Assessments of the health impacts of the non-sugar sweetener aspartame were released this month by the International Agency for Research on Cancer (IARC) and the World Health Organization (WHO) and the Food and Agriculture Organization (FAO) Joint Expert Committee on Food Additives (JECFA).
Reports initially highlighted aspartame as a carcinogen however the full details have now been provided citing “limited evidence” for carcinogenicity in humans. IARC classified aspartame as possibly carcinogenic to humans (IARC Group 2B) and JECFA reaffirmed the acceptable daily intake of 40 mg/kg body weight. Aspartame hazard and risk assessment results released (who.int)
The IARC uses four categories: 1 - causes cancer; 2A - probably causes cancer; 2B - possibly causes cancer and 3 - no evidence available on cancer risk.

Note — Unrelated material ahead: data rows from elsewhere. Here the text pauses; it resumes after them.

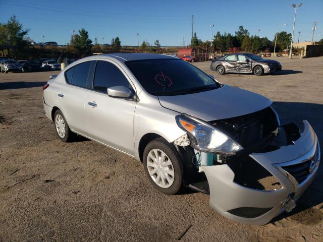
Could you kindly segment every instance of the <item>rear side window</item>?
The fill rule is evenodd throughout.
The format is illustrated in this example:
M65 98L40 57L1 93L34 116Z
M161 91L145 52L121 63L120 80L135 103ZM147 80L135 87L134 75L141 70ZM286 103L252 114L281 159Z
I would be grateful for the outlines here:
M69 83L81 87L86 87L87 75L90 70L91 62L84 62L77 65L65 72L66 80Z
M231 55L228 55L227 57L225 58L225 59L226 60L229 60L229 61L234 61L235 56L235 55L234 55L234 54L232 54Z
M69 83L72 83L72 77L73 76L73 72L74 71L74 68L71 68L70 70L65 72L65 77L66 81Z
M129 88L130 84L125 75L115 65L110 62L98 60L96 63L93 89L106 93L106 89L115 86Z

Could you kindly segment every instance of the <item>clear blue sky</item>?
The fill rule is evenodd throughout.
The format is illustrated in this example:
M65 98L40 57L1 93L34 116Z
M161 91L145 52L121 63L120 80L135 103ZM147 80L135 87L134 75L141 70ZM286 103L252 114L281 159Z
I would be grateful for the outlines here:
M301 0L302 1L302 0ZM310 41L313 22L317 22L316 40L323 38L323 1L302 1L297 11L295 32L301 30L300 41ZM147 40L153 43L159 39L162 45L179 45L184 36L185 43L192 35L192 15L194 15L194 30L202 40L211 38L219 31L234 34L239 25L251 35L260 29L260 37L273 40L277 26L288 25L280 31L292 32L294 10L289 0L264 1L101 1L0 0L0 22L5 22L15 15L30 29L29 36L36 42L69 42L71 30L84 28L94 40L110 43L119 36L121 44L136 45ZM321 36L318 36L321 34ZM298 33L294 36L297 41Z

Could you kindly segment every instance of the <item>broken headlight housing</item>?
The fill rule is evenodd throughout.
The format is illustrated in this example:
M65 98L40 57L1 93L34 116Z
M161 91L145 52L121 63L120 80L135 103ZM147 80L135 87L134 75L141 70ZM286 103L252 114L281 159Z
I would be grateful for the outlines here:
M185 114L176 116L177 125L185 131L193 147L200 151L234 155L243 147L206 122Z

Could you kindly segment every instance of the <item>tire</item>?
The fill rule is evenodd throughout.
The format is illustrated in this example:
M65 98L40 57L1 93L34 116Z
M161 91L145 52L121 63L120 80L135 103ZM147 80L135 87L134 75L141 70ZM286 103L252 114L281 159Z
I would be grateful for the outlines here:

Aspartame was classified as 2B, "possibly carcinogenic", on the basis of limited evidence for cancer in humans (specifically hepatocellular carcinoma, a type of liver cancer).

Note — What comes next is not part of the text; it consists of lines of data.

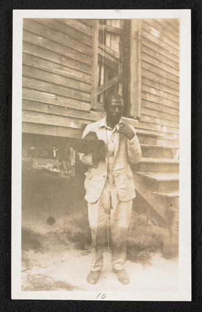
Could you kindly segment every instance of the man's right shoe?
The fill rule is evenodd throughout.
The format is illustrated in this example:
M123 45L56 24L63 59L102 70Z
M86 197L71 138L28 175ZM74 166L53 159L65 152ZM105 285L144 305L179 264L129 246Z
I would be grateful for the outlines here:
M87 281L90 284L96 284L99 279L101 271L90 271L87 277Z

Other possible 2B carcinogens in the group include aloe vera, bracken ferns, lead and working as a hairdresser.
The scale does not say how much exposure you need to raise your cancer risk - it just identifies the substances as hazards.
JECFA reviewed the data on aspartame consumption and said adults can safely consume up to 40mg per kilo of body weight.
This does not change the daily limits recommended previously.
That means an adult who weighs 70kg could consume 2,800mg of aspartame a day.
A can of diet drink typically contains about 200mg of aspartame. So a 70kg adult could drink 14 cans without going over the safe daily limit for aspartame.
Professor Robin May, the FSA's chief scientific adviser, said: "JECFA's report supports the FSA's view that aspartame is safe to consume at current permitted use levels."
In December 2013 European Food Safety Authority (EFSA) published a full risk assessment of aspartame, concluding that aspartame and its breakdown products are safe for the general population (including infants, children and pregnant women). The Acceptable Daily Intake (ADI) of 40 milligrams per kilogram of body weight per day (mg/kg bw/day) was considered protective for the general population. Consumer exposure to aspartame is estimated to be well below this ADI by EFSA.
There has therefore been no changes to any ADI amount or new safety data put forward by the WHO however the reporting of this has certainly raised public concern on this food sweetener which in turn may impact on a brand reputation.
The real risk was therefore more in the adverse publicity than in any real food safety concern. It is important for all food producers to be prepared for developing science and reports and to ensure, as far as they can, there is clear and even handed responses available that put transparency and consumer safety as paramount.